Many private equity funds and venture capital firms offer funding to start up businesses as well as to expand and help companies grow into profit. However, there are some differences between the two. For a small startup, the level of investment can be relatively low, as most angel investors and venture capital funds require a minimum investment of less than $100k. This amount is much lower than the money needed to provide an executive suite for a new CEO or significant upfront start-up costs. A large amount of venture capital is also not necessary to support a large business, as most venture capital funds require a percentage of ownership in the company, typically a percentage of the stock issued.
Another difference is that most venture capitalists and private equity investors focus more on the ability of the company to generate a profit rather than on the future earnings of the company. They may provide seed money for early stage companies whose revenues are still low, as long as the company has potential. They may also focus on potential growth opportunities in a company, though they may be much smaller than large established corporations.
Seed money, or early stage money, represents investments in a company’s future potential. The early stage of venture capital funding is far less expensive and involves only a low risk. For most entrepreneurs, it is during this time that the business plan is drawn up, a substantial amount of work done to identify strengths and weaknesses, and a clear description of the intended business model to present to investors. Most venture capital funds offer seed money to a limited range of businesses, usually no more than five, though depending on experience and the need of the entrepreneur, the number of investors can increase as the company expands. In addition to seed money, venture capital funds provide ongoing support based on a number of different factors.

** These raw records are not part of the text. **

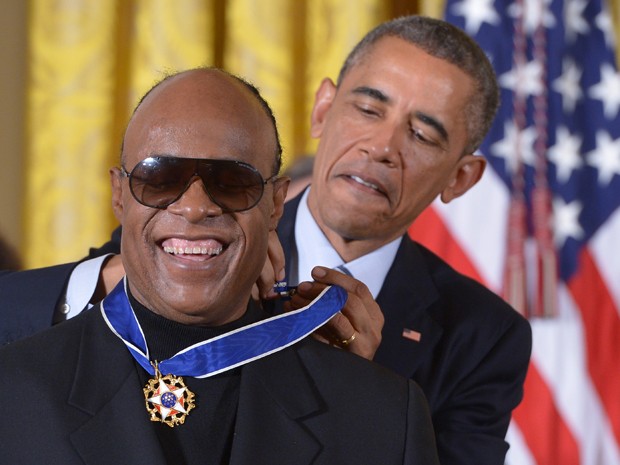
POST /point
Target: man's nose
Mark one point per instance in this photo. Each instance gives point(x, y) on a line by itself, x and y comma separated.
point(195, 204)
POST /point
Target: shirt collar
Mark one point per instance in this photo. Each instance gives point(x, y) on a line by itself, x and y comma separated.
point(313, 249)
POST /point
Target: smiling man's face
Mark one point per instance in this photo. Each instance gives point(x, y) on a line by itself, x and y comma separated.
point(191, 262)
point(392, 138)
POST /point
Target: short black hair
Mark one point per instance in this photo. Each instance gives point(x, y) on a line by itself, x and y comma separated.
point(446, 42)
point(253, 90)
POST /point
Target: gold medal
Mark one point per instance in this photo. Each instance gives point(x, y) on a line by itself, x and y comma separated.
point(168, 400)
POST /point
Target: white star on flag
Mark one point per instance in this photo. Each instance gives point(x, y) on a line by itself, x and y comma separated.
point(162, 390)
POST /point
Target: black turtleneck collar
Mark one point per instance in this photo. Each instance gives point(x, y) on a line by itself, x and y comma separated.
point(166, 337)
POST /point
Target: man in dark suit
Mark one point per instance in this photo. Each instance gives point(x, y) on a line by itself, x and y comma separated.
point(413, 102)
point(197, 195)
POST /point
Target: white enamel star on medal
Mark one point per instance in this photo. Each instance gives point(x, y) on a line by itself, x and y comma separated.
point(168, 400)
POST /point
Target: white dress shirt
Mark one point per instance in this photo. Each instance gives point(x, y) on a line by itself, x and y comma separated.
point(314, 249)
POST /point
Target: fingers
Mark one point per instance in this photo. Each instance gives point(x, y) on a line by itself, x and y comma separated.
point(273, 269)
point(357, 327)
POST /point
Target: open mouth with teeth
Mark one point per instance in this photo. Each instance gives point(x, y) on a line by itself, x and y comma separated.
point(365, 183)
point(193, 250)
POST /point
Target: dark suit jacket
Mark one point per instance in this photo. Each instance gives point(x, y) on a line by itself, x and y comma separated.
point(472, 356)
point(72, 395)
point(471, 359)
point(29, 299)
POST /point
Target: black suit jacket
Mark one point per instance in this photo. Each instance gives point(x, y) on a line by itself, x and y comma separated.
point(472, 356)
point(72, 395)
point(30, 298)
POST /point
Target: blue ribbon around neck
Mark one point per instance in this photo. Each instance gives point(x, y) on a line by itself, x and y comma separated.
point(228, 350)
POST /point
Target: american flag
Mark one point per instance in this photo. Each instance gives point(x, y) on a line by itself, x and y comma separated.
point(542, 226)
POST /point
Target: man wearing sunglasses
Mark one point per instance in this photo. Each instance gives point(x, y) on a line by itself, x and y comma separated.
point(178, 364)
point(399, 129)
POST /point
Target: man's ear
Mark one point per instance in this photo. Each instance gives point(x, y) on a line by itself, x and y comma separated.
point(467, 173)
point(280, 187)
point(116, 181)
point(322, 103)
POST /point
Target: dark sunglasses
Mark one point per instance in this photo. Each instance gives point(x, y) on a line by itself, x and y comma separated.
point(160, 181)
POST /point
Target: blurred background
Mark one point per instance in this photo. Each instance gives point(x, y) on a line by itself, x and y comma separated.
point(541, 229)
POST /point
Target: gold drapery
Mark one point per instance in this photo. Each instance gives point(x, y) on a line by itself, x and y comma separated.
point(90, 60)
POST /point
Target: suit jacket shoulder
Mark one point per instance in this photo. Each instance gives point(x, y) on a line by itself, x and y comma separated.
point(466, 347)
point(28, 300)
point(75, 392)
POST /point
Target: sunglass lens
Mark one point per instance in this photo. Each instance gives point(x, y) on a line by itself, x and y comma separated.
point(234, 186)
point(159, 181)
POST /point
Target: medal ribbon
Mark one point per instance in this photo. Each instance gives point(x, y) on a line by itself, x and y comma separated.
point(226, 351)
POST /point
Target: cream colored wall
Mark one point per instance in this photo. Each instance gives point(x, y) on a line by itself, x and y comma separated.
point(12, 85)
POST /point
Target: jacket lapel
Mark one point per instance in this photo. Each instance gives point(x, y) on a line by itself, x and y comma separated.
point(405, 299)
point(275, 395)
point(119, 430)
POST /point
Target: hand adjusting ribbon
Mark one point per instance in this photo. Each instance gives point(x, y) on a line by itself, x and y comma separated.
point(170, 397)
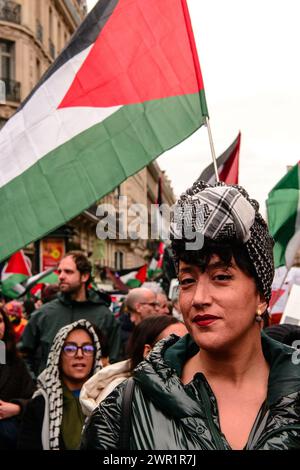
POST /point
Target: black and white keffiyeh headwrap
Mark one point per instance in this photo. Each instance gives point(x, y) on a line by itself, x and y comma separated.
point(224, 212)
point(50, 381)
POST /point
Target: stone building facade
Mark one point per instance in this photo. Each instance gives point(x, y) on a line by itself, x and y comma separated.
point(32, 34)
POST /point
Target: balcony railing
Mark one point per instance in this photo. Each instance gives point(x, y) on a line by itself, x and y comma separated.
point(51, 49)
point(10, 11)
point(12, 90)
point(39, 31)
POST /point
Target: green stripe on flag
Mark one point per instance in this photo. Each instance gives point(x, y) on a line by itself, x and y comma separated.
point(10, 284)
point(72, 177)
point(283, 207)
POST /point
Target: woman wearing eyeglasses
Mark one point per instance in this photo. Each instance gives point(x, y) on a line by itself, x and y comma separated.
point(53, 419)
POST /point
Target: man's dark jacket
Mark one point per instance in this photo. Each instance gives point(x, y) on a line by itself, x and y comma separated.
point(45, 323)
point(168, 415)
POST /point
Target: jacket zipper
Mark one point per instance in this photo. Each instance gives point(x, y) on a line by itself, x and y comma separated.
point(212, 426)
point(277, 431)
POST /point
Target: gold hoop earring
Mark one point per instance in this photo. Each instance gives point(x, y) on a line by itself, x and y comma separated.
point(258, 316)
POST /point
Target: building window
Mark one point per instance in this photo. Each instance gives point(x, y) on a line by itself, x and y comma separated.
point(10, 11)
point(7, 59)
point(119, 260)
point(7, 70)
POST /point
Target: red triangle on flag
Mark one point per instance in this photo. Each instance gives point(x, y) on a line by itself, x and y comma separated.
point(143, 53)
point(141, 275)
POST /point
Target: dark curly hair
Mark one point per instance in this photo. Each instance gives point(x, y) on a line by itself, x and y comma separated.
point(9, 337)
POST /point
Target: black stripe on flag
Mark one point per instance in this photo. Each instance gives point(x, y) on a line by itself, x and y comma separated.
point(85, 35)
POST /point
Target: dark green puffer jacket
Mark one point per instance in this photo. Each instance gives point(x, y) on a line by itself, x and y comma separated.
point(167, 415)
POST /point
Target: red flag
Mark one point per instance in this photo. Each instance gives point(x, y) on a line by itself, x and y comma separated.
point(141, 275)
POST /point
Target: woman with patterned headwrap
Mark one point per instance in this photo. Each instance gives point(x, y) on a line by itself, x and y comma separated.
point(225, 385)
point(53, 419)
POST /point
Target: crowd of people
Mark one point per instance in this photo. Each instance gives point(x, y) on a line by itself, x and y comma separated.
point(70, 359)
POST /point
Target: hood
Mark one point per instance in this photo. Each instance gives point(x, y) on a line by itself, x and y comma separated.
point(49, 380)
point(161, 383)
point(100, 385)
point(159, 375)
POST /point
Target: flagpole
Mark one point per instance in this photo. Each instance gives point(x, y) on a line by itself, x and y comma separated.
point(212, 148)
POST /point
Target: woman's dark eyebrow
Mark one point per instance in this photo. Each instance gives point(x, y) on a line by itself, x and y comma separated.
point(187, 269)
point(220, 265)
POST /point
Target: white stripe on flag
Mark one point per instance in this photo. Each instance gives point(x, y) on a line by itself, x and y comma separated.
point(40, 127)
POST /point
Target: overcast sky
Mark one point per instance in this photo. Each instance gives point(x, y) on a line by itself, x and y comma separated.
point(250, 61)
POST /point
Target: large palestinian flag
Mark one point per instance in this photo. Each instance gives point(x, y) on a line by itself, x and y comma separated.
point(283, 205)
point(227, 165)
point(126, 88)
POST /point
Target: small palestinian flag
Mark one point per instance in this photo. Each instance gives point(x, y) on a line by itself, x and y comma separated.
point(126, 88)
point(15, 272)
point(227, 164)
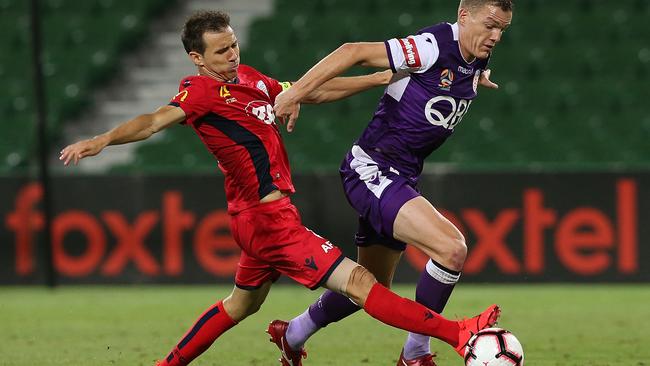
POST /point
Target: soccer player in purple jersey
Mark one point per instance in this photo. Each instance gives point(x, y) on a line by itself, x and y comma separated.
point(437, 72)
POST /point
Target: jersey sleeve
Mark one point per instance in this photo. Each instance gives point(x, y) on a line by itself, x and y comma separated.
point(276, 87)
point(413, 54)
point(193, 99)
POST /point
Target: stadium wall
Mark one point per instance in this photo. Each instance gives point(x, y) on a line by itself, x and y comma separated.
point(573, 227)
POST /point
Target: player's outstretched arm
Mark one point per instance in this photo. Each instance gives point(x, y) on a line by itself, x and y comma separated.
point(343, 87)
point(349, 54)
point(139, 128)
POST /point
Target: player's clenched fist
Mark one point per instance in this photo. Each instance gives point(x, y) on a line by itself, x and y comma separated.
point(287, 108)
point(82, 149)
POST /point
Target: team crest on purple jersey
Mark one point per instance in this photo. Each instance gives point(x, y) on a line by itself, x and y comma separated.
point(446, 78)
point(430, 93)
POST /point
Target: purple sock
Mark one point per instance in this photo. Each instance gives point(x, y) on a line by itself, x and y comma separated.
point(330, 307)
point(433, 290)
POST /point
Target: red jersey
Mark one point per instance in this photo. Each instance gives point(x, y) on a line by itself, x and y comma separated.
point(236, 123)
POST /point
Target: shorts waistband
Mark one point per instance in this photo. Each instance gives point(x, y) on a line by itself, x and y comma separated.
point(267, 206)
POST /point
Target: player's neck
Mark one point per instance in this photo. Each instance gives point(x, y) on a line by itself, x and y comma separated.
point(467, 56)
point(217, 76)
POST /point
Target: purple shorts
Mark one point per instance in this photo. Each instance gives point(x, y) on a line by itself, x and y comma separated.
point(377, 192)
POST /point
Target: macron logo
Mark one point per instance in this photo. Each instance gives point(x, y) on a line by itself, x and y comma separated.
point(411, 53)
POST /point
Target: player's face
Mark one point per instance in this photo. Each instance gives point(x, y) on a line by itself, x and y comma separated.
point(481, 30)
point(221, 56)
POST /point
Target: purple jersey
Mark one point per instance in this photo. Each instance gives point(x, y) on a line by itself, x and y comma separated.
point(430, 93)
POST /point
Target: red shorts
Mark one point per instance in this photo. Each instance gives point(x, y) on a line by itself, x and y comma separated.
point(274, 242)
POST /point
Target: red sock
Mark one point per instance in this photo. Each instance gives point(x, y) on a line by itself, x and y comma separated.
point(214, 322)
point(399, 312)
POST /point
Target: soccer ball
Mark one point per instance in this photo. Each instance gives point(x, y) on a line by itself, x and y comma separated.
point(494, 347)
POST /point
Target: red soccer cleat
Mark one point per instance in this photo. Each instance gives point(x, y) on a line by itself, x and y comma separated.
point(426, 360)
point(469, 327)
point(288, 357)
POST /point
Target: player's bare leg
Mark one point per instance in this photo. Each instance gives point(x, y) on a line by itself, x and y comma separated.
point(389, 308)
point(420, 224)
point(215, 321)
point(331, 306)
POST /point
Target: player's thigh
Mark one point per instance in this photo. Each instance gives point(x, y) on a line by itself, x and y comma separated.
point(244, 302)
point(380, 260)
point(420, 224)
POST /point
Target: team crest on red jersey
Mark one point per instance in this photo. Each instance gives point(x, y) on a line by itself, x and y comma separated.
point(261, 110)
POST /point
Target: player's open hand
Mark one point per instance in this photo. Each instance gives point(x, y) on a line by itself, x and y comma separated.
point(287, 109)
point(485, 80)
point(77, 151)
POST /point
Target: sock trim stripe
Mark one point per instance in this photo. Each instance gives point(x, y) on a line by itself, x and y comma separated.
point(441, 275)
point(195, 329)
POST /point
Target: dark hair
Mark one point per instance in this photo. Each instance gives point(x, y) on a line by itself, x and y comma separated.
point(199, 23)
point(505, 5)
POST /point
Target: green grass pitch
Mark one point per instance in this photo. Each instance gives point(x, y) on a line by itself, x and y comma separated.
point(581, 325)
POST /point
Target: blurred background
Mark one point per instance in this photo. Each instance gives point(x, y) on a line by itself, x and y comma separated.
point(547, 176)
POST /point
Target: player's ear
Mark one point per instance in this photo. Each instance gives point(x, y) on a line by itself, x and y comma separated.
point(196, 58)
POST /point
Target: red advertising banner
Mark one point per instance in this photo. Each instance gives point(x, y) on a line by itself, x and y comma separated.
point(519, 227)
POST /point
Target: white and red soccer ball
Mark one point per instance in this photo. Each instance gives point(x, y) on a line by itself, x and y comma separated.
point(494, 347)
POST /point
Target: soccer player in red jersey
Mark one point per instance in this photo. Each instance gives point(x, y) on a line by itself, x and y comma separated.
point(229, 106)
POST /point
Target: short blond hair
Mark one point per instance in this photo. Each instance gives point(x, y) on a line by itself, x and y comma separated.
point(505, 5)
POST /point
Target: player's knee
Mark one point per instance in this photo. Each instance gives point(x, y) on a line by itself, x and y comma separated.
point(458, 252)
point(240, 310)
point(359, 284)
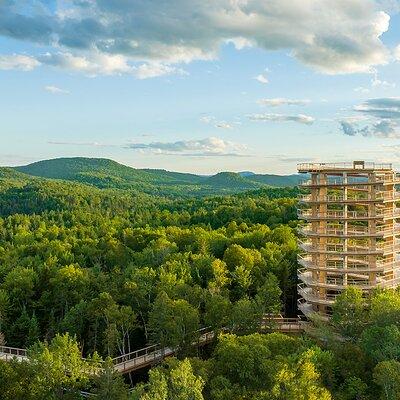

The two main sources of private equity funding are angel investors and venture capital funds. Angel investors are usually wealthy individuals, often families who have recently received investment capital and are using it to invest in a business opportunity. They provide seed money and/or are involved in the day to day operations of the business, but do not usually invest beyond the initial financing. As such, their involvement is limited to almost always being a partner, so the business must show potential in order for them to secure such funding.
Venture capitalists are generally wealthy individual investors, with high net worth. The purpose of a venture capital firm is to provide a third party financial support to small businesses looking to raise money. Unlike angel investors, venture capital firms do not normally require a personal guarantee, although they do require a high net worth individual or organization to provide the required investment. Most venture capital firms are active throughout the country, seeking high net worth businesses to finance.